Of particular note in terms of safety is that the development of hyperkalemia—a recognized risk during treatment with MRBs—was effectively minimized. Although diabetes is a recognized risk factor for hyperkalemia [29], no cases of serum potassium level ≥6.0 mEq/L occurred, and only three patients overall (2.5%) had mild to moderate elevations (≥5.5 mEq/L). This low occurrence of events related to serum potassium increased may be due to dose adjustments and regular potassium monitoring, as recommended in the package insert [29, 30]. This favorable finding might reflect both cautious selection of initial esaxerenone doses and close laboratory follow-up, which are critical steps when prescribing MRBs in T2DM. Future studies investigating long-term potassium management strategies, including dietary counseling and possible concomitant use of potassium-binding agents, would help define a comprehensive framework for esaxerenone use.

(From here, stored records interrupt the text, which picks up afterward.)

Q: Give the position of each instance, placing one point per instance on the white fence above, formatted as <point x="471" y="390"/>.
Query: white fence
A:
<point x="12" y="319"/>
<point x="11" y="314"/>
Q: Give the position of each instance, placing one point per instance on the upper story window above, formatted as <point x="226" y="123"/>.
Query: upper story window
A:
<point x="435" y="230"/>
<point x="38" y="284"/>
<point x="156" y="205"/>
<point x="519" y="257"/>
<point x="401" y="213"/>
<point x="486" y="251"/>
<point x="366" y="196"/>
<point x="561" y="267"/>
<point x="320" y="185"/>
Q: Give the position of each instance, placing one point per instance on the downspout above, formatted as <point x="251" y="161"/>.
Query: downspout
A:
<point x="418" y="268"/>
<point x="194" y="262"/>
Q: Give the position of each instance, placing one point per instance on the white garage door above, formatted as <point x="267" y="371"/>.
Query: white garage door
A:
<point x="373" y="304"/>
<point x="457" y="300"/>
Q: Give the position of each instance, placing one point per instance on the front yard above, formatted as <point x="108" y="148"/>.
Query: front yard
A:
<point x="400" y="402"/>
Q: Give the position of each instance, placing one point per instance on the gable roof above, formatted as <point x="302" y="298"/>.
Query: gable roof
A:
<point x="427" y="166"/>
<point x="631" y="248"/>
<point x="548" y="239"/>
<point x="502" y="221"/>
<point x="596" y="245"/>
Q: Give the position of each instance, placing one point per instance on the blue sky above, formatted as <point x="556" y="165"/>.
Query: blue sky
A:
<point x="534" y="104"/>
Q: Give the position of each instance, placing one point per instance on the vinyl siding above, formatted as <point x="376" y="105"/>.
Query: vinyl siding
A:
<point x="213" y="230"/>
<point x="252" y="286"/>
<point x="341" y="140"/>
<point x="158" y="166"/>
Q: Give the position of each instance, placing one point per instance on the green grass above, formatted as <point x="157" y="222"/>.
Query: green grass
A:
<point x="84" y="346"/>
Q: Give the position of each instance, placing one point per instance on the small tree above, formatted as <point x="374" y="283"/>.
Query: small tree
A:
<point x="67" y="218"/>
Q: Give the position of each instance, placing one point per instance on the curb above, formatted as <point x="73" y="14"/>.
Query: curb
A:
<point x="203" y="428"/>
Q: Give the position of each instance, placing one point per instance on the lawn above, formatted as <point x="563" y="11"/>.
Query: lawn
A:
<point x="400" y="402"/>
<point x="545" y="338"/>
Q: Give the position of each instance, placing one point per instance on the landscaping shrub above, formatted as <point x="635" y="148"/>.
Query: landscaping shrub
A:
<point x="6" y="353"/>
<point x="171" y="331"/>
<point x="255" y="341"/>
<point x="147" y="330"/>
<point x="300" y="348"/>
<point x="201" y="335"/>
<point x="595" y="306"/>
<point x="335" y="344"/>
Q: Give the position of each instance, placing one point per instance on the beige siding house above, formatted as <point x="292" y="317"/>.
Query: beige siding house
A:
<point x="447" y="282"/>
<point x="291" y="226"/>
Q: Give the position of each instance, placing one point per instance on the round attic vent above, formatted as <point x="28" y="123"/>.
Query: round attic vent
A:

Conversely, although trichlormethiazide lowered BP effectively, its use was linked to frequent electrolyte imbalances, specifically hypokalemia, as well as increased UA levels. Furthermore, in the present analysis, the elevation of serum UA was attenuated in the esaxerenone group, resulting in a significantly lower incidence of hyperuricemia compared with the trichlormethiazide group. Esaxerenone is an MRB, whereas thiazide diuretics are more likely to increase UA levels by reducing UA excretion in the kidneys. Because esaxerenone does not share this mechanism, it may lead to a lower incidence of hyperuricemia. In patients with coexisting diabetes, considerations beyond kidney protection—particularly those related to metabolic health—are critical. Thus, the lower likelihood of esaxerenone to increase UA levels compared with diuretics may have significance for long-term risk management. The combination of hypokalemia and hyperuricemia may lead to a higher risk of clinical complications in certain individuals [35, 36], emphasizing the value of therapies that maintain serum potassium levels and do not promote hyperuricemia. Esaxerenone’s potential advantage over trichlormethiazide in maintaining potassium homeostasis suggests its favorable profile for longer-term risk management, although ongoing vigilance for hyperkalemia remains necessary.

The study limitations of this subgroup analysis include its exploratory nature and the relatively short follow-up period of 12 weeks, which may not fully capture long-term outcomes or potential side effects. Furthermore, these limitations were based on those identified in the primary study [25, 26], which may have limited their applicability to this subgroup analysis given the small number of cases. The baseline antihypertensive agents were prescribed at the discretion of the physicians under real-life clinical conditions, which may have introduced bias. Some patients with primary aldosteronism may have been included because a confirmed diagnosis of primary aldosteronism was not mandatory.

Conclusion

In conclusion, these findings suggest that esaxerenone is an effective and generally well-tolerated treatment option for hypertensive patients with T2DM, offering a favorable profile for BP management and UACR reduction. By minimizing the incidence of hypokalemia and potentially providing renoprotective effects, esaxerenone shows promise in addressing the multifaceted challenges faced by patients with T2DM. Long-term cardiovascular outcomes are expected to be verified in larger-scale trials.